The White House took exception with a House Republican report criticizing the United States military withdrawal from Afghanistan last year, claiming the Biden administration's actions were justified at the time.
White House officials will soon circulate a memo on behalf of President Joe Biden, arguing his moves to leave Afghanistan ultimately strengthened national security and bolstered America's penchant for defusing terrorism threats abroad.
Also, the memo reportedly has the Biden administration blaming former President Donald Trump's previous agreement with the Taliban, saying that deal "weakened our partners in the Afghan government."

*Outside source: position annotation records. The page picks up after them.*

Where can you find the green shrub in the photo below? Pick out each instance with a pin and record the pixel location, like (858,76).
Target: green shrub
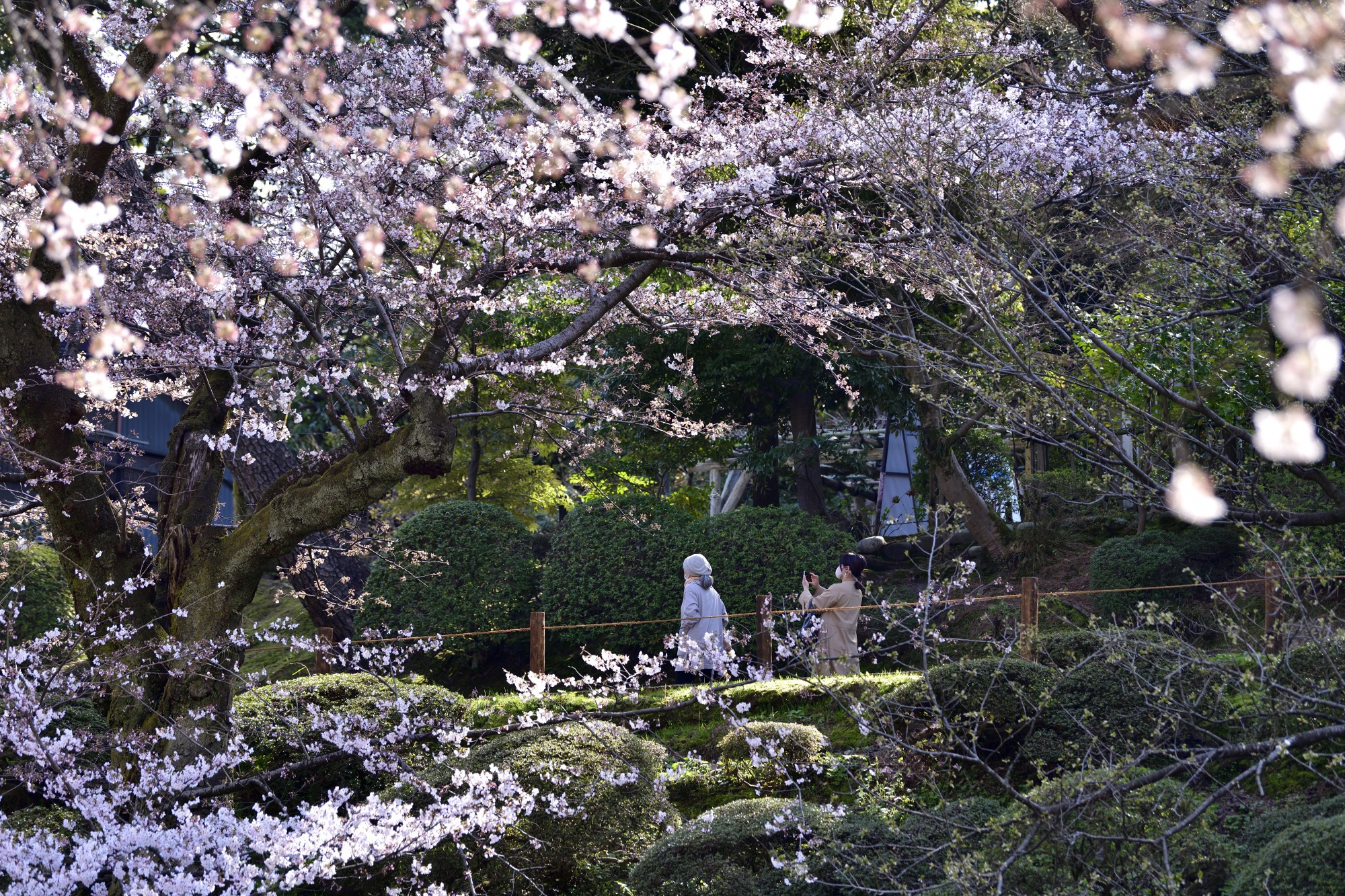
(1066,649)
(1058,494)
(278,723)
(1262,829)
(996,696)
(1113,856)
(621,560)
(34,576)
(758,551)
(790,741)
(459,565)
(590,850)
(727,852)
(874,856)
(1117,701)
(1304,860)
(1156,559)
(617,560)
(1315,666)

Finally, Biden officials dismissed the report findings — led by Rep. Michael McCaul, R-Texas, the ranking member on the House Foreign Affairs Committee — as "partisan" and "riddled" with inaccuracies.
"When President Biden took office, he was faced with a choice: ramp up the war and put even more American troops at risk, or finally end the United States' longest war after two decades of American presidents sending U.S. troops to fight and die in Afghanistan and $2 trillion spent," White House National Security Council spokeswoman Adrienne Watson wrote in the memo, according to Axios.
The memo continued: "The President refused to send another generation of Americans to fight a war that should have ended long ago — and we fundamentally disagree with those who advocated for miring the United States' fighting men and women in an indefinite war with no exit strategy."
Monday marks the one-year anniversary of the Taliban initially taking control of Afghanistan. This intervention led to President Biden ordering the U.S. military to vacate.
At the time of the exodus, White House officials speculated that approximately 100 Americans remained in Afghanistan.
However, new estimates from over the weekend pin the number of U.S. citizens left behind in the 800-900 range.
Shortly before the full withdrawal, an explosion at the Kabul airport resulted in the deaths of 13 American soldiers in Afghanistan's capital city.
The Republican McCaul's report will likely be released this week.
Early previews suggest the report provides a detailed look at the chaos in Afghanistan last August, including the Biden administration's apparent inability to anticipate the problems that would occur in the country — especially after speculation began to mount of the Taliban seeking control of Kabul.
"There [was] a disconnect between the intelligence on the ground and what the White House is doing," McCaul said on CBS's "Face The Nation" Sunday morning.
In the McCaul report, Republicans also acknowledge their intention to subpoena officials and documents the State Department has apparently blocked involving the Afghanistan withdrawal — if the GOP seizes control of the House chamber after the November midterms.